Il était environ 11 heures mardi matin lorsque CNBC diffusait un segment sur le nouvel iPhone pliable, et présentait Sarah Eisen habilement pivoté vers certaines nouvelles de Washington.

« Parlons de ce soir, de cette date limite que le président Trump a fixée, à 20 heures, (il) a menacé de détruire une civilisation », a-t-elle déclaré. « Comment un investisseur traite-t-il cela ? S’agit-il d’un risque à la hausse ou d’un risque à la baisse plus important ? »

Ce moment témoigne de notre manière typiquement américaine de mener la guerre : des bombes sont larguées sur des terres lointaines pendant que nous débattons de l’effet que le carnage pourrait avoir sur les prix du bœuf Wagyu ici chez nous.

Ce qui est nouveau dans cette dernière guerre au Moyen-Orient, c’est à quel point les marchés financiers semblent indifférents à ses conséquences.

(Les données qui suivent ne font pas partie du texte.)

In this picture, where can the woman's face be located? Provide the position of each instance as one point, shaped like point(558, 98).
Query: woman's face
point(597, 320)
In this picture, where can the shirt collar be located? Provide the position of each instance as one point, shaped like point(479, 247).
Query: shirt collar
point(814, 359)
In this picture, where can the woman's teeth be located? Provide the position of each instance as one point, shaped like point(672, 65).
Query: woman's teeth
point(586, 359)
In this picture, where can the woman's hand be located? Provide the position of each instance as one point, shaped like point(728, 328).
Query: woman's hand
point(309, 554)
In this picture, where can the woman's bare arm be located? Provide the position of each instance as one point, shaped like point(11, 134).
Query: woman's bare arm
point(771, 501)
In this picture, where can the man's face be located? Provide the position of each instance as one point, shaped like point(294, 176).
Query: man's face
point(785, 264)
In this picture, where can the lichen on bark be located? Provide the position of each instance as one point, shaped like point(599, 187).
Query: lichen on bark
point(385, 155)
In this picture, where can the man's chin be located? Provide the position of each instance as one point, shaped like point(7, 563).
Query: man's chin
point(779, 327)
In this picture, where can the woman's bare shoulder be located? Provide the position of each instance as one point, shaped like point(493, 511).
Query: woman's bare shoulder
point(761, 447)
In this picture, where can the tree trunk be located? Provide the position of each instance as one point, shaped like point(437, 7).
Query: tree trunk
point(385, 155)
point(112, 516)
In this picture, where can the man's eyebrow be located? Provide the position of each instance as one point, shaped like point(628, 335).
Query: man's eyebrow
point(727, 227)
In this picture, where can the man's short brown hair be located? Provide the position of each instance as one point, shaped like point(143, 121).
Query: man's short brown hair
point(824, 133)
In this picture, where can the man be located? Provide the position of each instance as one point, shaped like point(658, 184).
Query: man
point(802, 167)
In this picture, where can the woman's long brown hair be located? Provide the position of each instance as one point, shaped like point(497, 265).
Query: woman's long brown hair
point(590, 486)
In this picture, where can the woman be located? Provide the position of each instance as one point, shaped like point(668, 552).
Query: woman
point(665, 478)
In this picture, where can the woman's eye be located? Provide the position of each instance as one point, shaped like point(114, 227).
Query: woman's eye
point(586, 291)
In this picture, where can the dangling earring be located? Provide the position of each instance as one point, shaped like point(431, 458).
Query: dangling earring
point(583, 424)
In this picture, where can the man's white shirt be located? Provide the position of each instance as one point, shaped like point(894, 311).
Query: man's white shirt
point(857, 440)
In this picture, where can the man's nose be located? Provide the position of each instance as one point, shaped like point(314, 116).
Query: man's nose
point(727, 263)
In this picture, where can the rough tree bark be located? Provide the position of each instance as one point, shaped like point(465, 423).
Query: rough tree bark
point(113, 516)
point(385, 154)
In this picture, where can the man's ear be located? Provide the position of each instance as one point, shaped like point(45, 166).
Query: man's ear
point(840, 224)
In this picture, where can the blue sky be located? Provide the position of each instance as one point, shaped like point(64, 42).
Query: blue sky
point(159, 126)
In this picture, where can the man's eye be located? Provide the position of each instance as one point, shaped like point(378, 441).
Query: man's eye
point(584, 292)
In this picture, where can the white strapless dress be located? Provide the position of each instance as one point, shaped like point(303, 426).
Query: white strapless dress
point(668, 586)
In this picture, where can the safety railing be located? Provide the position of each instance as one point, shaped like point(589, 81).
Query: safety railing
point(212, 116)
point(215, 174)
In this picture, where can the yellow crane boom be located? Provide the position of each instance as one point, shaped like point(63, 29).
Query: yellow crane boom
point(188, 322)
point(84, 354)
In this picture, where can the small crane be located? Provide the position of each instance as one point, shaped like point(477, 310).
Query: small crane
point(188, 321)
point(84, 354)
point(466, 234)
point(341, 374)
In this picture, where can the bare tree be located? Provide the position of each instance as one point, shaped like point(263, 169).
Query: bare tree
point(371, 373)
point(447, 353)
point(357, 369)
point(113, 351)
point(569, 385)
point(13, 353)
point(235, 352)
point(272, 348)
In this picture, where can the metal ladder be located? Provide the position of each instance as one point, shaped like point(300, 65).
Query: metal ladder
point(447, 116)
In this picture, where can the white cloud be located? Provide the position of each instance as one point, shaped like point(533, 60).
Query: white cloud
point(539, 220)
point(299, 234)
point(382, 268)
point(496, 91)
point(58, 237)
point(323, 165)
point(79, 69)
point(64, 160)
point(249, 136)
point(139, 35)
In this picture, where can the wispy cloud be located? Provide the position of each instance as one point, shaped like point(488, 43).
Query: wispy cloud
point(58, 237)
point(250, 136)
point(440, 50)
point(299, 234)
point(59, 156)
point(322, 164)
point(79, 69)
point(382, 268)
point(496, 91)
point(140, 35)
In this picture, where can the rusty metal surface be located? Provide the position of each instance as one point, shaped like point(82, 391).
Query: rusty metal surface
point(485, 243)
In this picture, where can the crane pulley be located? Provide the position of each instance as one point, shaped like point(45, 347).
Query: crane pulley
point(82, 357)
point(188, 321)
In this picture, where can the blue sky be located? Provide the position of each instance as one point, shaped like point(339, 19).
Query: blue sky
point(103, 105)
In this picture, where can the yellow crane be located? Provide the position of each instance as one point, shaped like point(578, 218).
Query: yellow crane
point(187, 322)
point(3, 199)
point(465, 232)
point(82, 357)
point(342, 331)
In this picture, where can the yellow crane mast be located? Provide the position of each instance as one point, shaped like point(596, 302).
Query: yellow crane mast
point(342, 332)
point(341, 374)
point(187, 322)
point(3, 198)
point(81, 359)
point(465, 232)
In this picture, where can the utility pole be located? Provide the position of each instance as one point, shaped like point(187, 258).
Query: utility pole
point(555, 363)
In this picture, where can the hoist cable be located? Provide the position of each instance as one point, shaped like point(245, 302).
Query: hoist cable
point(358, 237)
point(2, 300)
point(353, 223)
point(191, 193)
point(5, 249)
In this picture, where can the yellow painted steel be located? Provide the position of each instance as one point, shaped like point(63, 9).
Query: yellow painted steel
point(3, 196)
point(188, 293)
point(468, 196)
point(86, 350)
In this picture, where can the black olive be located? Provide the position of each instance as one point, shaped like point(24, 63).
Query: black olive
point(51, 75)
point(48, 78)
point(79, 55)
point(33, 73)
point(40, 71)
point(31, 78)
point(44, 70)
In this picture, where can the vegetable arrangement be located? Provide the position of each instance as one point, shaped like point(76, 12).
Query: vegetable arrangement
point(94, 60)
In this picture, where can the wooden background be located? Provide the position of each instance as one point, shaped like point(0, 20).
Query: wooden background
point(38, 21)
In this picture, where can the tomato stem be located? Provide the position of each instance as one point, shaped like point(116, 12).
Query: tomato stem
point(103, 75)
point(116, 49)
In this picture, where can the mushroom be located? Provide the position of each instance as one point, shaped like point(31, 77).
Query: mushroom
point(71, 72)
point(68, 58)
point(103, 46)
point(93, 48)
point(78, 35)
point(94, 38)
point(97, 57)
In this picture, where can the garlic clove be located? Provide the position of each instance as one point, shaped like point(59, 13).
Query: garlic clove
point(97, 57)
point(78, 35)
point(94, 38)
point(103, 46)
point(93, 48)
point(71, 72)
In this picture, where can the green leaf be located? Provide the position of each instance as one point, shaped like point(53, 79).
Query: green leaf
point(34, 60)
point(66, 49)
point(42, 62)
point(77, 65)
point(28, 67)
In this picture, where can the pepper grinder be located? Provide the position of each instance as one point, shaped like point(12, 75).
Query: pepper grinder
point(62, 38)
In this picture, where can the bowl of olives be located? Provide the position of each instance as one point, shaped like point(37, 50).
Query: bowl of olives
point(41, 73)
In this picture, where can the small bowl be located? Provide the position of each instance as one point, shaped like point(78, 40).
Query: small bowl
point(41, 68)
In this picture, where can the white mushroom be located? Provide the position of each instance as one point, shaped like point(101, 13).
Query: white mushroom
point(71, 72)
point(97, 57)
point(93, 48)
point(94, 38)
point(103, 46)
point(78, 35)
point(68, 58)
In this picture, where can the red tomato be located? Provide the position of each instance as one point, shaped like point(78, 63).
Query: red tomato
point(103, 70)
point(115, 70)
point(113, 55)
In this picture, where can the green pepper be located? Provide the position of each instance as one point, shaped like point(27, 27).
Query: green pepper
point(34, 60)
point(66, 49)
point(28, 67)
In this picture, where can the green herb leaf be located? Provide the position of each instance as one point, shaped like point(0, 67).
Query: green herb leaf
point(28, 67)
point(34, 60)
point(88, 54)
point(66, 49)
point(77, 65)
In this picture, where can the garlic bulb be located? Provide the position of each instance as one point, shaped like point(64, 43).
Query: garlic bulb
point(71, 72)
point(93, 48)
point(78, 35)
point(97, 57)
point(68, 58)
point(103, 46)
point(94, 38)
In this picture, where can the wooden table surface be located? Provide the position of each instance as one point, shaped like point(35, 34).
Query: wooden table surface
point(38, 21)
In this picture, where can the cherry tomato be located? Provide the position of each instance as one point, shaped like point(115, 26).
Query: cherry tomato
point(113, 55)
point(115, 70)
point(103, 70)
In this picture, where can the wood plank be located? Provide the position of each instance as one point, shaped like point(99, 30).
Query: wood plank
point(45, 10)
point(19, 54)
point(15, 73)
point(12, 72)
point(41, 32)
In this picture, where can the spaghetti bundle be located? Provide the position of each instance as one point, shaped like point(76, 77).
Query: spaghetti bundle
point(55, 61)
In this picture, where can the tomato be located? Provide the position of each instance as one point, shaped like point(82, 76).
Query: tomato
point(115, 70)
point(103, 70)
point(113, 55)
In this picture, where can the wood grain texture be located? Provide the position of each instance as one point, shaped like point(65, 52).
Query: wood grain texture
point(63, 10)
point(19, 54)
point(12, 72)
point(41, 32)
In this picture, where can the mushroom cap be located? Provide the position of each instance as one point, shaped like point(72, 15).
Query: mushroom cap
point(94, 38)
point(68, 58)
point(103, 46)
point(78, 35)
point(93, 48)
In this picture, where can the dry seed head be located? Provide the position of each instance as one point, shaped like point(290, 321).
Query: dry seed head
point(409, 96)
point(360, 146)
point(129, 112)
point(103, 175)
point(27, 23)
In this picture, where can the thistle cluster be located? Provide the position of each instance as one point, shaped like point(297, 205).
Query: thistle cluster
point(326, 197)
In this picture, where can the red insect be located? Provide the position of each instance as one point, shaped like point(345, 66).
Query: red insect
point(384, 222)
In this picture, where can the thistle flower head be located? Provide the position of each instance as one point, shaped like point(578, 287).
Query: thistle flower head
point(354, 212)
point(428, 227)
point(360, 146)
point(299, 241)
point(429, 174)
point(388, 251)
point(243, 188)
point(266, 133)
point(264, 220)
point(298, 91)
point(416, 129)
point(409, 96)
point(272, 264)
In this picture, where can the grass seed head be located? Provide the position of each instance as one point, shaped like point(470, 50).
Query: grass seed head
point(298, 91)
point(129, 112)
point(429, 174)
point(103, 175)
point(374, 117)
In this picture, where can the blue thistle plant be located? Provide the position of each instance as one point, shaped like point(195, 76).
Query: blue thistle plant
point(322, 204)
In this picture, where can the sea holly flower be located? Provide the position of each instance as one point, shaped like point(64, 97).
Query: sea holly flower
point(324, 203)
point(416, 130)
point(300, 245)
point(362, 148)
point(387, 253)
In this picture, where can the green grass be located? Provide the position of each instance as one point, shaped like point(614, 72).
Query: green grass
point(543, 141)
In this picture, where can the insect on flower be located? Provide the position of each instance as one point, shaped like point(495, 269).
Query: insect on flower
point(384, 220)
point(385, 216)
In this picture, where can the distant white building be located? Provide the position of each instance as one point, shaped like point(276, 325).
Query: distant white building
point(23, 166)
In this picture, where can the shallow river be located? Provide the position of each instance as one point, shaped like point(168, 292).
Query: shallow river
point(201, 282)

Alors que Trump menace de bombarder une nation entière jusqu’à « l’âge de pierre » et que le monde subit le plus grand choc d’approvisionnement en pétrole depuis les années 1970, les marchés ont à chaque fois fluctué, puis se sont redressés.

Mais la dynamique est différente cette fois. Le dimanche de Pâques, Trump a loué Allah et menacé de commettre des crimes de guerre. « Une civilisation entière mourra ce soir », a-t-il prévenu mardi, « pour ne plus jamais être ramenée ». Les démocrates ont appelé à invoquer le 25e amendement pour destituer Trump de ses fonctions. Certains républicains qui ont fermement soutenu Trump ont condamné ses menaces. D’anciens alliés le traitaient de roi fou, et les dirigeants de Londres à Pékin se préparaient à ce qui ressemblait beaucoup à la menace d’une apocalypse nucléaire.